Vertebral compression fractures can occur as a result of trauma from a fall, a forceful jump, or a car accident, or any other kind of trauma to the spine. Vertebral compression fractures most commonly occur in elderly people and are caused by osteoporosis, a condition that causes a thinning of the bone. The thinning bones can cause tiny fractures during normal activities. In severe cases of osteoporosis, a simple movement like bending forward can cause spinal compression fracture resulting in kyphosis, a hump-like curvature of the spine.
The most common symptom of vertebral compression fracture is severe pain in your back, which worsens on standing or walking and decreases when resting. You may also feel weakness and numbness in the affected areas, disability, and limited spinal mobility. You may also often notice a loss of overall height. Patients who sustain multiple compression fractures may have a hunched back (kyphosis), gastrointestinal problems, hip pain, and shortness of breath.

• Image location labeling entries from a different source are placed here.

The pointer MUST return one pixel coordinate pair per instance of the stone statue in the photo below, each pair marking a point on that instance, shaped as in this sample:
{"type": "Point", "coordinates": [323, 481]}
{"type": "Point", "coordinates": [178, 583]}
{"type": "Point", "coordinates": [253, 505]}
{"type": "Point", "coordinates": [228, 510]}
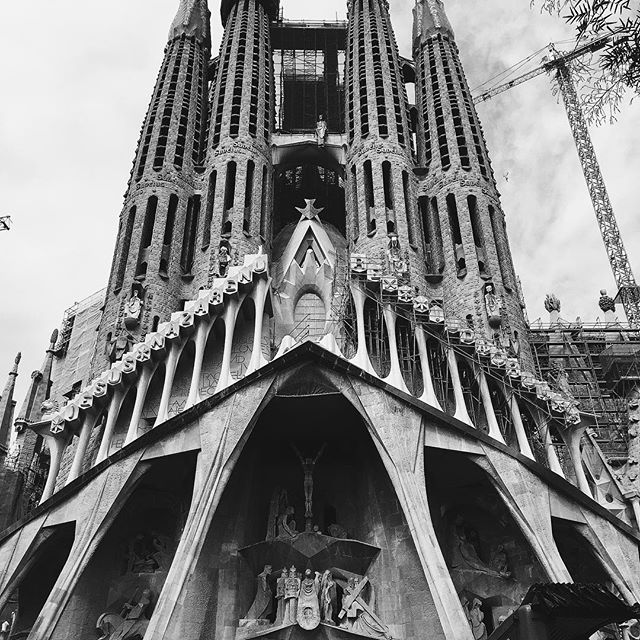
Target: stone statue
{"type": "Point", "coordinates": [133, 310]}
{"type": "Point", "coordinates": [492, 306]}
{"type": "Point", "coordinates": [606, 302]}
{"type": "Point", "coordinates": [397, 264]}
{"type": "Point", "coordinates": [308, 465]}
{"type": "Point", "coordinates": [308, 616]}
{"type": "Point", "coordinates": [280, 602]}
{"type": "Point", "coordinates": [321, 130]}
{"type": "Point", "coordinates": [552, 303]}
{"type": "Point", "coordinates": [130, 624]}
{"type": "Point", "coordinates": [476, 620]}
{"type": "Point", "coordinates": [262, 606]}
{"type": "Point", "coordinates": [356, 615]}
{"type": "Point", "coordinates": [328, 597]}
{"type": "Point", "coordinates": [499, 560]}
{"type": "Point", "coordinates": [224, 260]}
{"type": "Point", "coordinates": [286, 524]}
{"type": "Point", "coordinates": [291, 593]}
{"type": "Point", "coordinates": [119, 346]}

Your doctor will carefully examine you based on the symptoms and medical history. Your doctor may also recommend other diagnostic tests such as:
- X-ray or CT scan : A spinal X-ray or CT scan may be taken to determine the presence of a fracture
- MRI Scan : An MRI of spine may be performed to know if the fracture is old or new and to detect other soft tissue abnormalities
- Bone Scan : A nuclear bone scan may be used to help determine the presence or age of the fracture
- DEXA Scan : Dual Energy X-ray Absorptiometry or DEXA scan, a test to measure bone mineral density, and is typically used to diagnose osteoporosis
The treatment for vertebral compression fractures aims at reducing the pain and allowing the fracture to heal. This is best achieved by pain medications, physical therapy, and optimizing bone health with calcium and vitamin D supplementation. Many patients with osteoporosis may benefit from bisphosphonate medications or other types of medications which build bone to prevent further compression fractures.
In patients who continue to have severe pain despite non-surgical treatment, vertebroplasty can be performed which involves inserting a cement material called polymethylmethacrylate, into the bone of the collapsed vertebra with the needle and syringe under the guidance of X-ray. This technique is performed in order to stabilize the fracture and prevent further collapse.
The most effective way to prevent vertebral compression fractures is to prevent and treat osteoporosis. A well balanced diet, a regular weight bearing exercise program, calcium and vitamin D supplements, smoking cessation, and bisphosphonate or other bone-specific medications may help you to prevent osteoporosis.